Par un arrêt du 27 mars 2024, promis à la publication au Bulletin, la chambre commerciale de la Cour de cassation juge que, dès lors que la responsabilité d’un prestataire de services de paiement est recherchée en raison d’une opération de paiement non autorisée ou mal exécutée, seul est applicable le régime de responsabilité défini aux articles L. 133-18 à L. 133-24 du Code monétaire et financier, venant transposer la directive 2007/64/CE, à l’exclusion de tout régime alternatif de responsabilité résultant du droit national.

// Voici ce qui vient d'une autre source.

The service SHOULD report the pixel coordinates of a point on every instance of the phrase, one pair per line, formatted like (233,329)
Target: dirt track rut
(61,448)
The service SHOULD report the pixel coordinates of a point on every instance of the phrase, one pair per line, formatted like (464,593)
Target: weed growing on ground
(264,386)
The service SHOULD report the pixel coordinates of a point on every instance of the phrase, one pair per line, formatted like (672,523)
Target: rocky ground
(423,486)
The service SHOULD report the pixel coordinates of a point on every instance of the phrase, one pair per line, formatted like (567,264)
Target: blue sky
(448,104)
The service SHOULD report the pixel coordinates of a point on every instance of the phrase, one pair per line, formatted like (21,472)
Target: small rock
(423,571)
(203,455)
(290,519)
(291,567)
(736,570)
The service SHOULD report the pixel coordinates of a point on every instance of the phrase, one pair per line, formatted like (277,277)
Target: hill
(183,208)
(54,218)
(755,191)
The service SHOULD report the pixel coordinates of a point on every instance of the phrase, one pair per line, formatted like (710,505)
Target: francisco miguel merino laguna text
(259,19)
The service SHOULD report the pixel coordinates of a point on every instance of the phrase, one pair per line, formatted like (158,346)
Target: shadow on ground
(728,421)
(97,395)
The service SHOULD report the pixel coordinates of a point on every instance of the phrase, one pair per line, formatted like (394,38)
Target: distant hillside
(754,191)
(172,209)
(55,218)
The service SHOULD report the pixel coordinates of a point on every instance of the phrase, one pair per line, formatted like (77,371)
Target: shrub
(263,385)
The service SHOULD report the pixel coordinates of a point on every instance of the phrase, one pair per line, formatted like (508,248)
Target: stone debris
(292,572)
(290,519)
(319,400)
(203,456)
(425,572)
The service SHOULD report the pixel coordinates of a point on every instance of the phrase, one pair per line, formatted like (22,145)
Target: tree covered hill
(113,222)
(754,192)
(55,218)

Le compte courant d’une société a été débité de diverses sommes en exécution de quatre ordres de virements transmis par courrier électronique, au profit de comptes situés à l’étranger. Soutenant que la messagerie électronique de son dirigeant utilisée pour ordonner lesdits virements avait été piratée, la société a fait assigner son établissement bancaire pour obtenir sa condamnation à lui restituer le montant des virements litigieux et à lui payer des dommages et intérêts.
Pour condamner la banque au versement de diverses sommes sur le fondement de la responsabilité contractuelle de droit commun, la cour d’appel de Metz a retenu que le dirigeant n’était pas à l’origine des ordres et que, en les exécutant, tandis qu’ils présentaient des anomalies apparentes, la banque a manqué à son devoir contractuel de vigilance.
Statuant sur le pourvoi de la banque, la Cour de cassation censure cet arrêt en toutes ses dispositions.
Dans un premier temps, la Haute juridiction rappelle que la responsabilité contractuelle de droit commun prévue par l’article 1231-1 du Code civil n’est pas applicable en présence d’un régime de responsabilité exclusif.
Dans un deuxième temps, elle souligne que, dans son arrêt Beobank du 16 mars 2023 (C-351/21), la Cour de justice de l’Union européenne a estimé que le régime harmonisé de responsabilité pour les opérations non autorisées ou mal exécutées établi dans la directive 2007/64 ne saurait être concurrencé par un régime alternatif de responsabilité prévu dans le droit national, reposant sur les mêmes faits et le même fondement, qu’à condition de ne pas porter préjudice au régime ainsi harmonisé et de ne pas porter atteinte aux objectifs et à l’effet utile de cette directive. Elle en déduit que, dès lors que la responsabilité d’un prestataire de services de paiement est recherchée en raison d’une opération de paiement non autorisée ou mal exécutée, seul est applicable le régime de responsabilité défini aux articles L. 133-18 à L. 133-24 du Code monétaire et financier, transposant la directive 2007/64/CE, à l’exclusion de tout régime alternatif de responsabilité résultant du droit national.
Dans un troisième temps, elle considère donc dans l’affaire qui lui est soumise que, dès lors que le titulaire des comptes contestait être l’auteur des ordres de transfert des fonds litigieux, il s’en déduisait que la responsabilité de la banque ne pouvait être recherchée que sur le fondement de l’article L. 133-18 du Code monétaire et financier.
Une telle solution pouvait être pressentie depuis l’arrêt rendu le 8 juillet 2021 par la Cour de justice de l’Union européenne, retenant que les articles 58 et 60 de la directive 2007/64/CE doivent être interprétés en ce sens qu’ils s’opposent à ce qu’un utilisateur de services de paiement puisse engager la responsabilité du prestataire de ces services sur le fondement d’un régime de responsabilité autre que celui prévu par ces dispositions lorsque cet utilisateur a manqué à son obligation de notification prévu audit article 58.
Il ne fait désormais plus de doute que l’application du droit commun est exclue lorsqu’il est reproché au prestataire de services de paiement l’exécution d’opérations non autorisées ou mal exécutées.